Recently Adopted Accounting Pronouncements/Recently Issued Accounting Pronouncements Not Yet Adopted
Recently Adopted Accounting Pronouncements
In March 2022, the staff of the SEC issued SAB 121, which provides guidance to entities that have obligations to safeguard crypto-assets held in custody on behalf of their platform users. SAB 121 states that the entity should recognize a liability representing its obligation to safeguard such crypto-assets accompanied by a corresponding asset on its balance sheet representing the platform users’ crypto-assets held in custody measured at fair value initially and at each subsequent reporting period. SAB 121 also states that accompanying disclosures should be considered regarding the entity’s obligation to safeguard crypto-assets for platform users. We adopted SAB 121 as part of the financial statements covering the interim period ended June 30, 2022, with retrospective application as of the beginning of fiscal year 2022. As a result of (and solely by virtue of) our adoption of SAB 121, we recognized an asset captioned “Asset related to user cryptocurrencies safeguarding obligation” and a liability captioned “User cryptocurrencies safeguarding obligation” on our unaudited condensed consolidated balance sheets. As of September 30, 2022, the carrying value of each was $9.4 billion. We also added disclosures to Note 1 - Description of business and summary of significant accounting policies and Note 7 - Investments and fair value measurement.

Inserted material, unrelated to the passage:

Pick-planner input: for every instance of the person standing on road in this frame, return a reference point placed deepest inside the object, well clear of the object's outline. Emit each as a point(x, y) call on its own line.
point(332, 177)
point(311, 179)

Recently Issued Accounting Pronouncements Not Yet Adopted
In October 2021, the Financial Accounting Standards Board (“FASB”) issued Accounting Standards Update 2021-08, “Business Combinations (Topic 805): Accounting for Contract Assets and Contract Liabilities from Contracts with Customers.” This guidance requires contract assets and contract liabilities from contracts with customers that are acquired in a business combination to be recognized and measured as if the acquirer had originated the original contract. The guidance is effective for fiscal years beginning after December 15, 2022 on a prospective basis, including interim periods within those fiscal years. Early adoption is permitted. As of September 30, 2022, the planned adoption of this guidance is not expected to have any impact on our financial statements.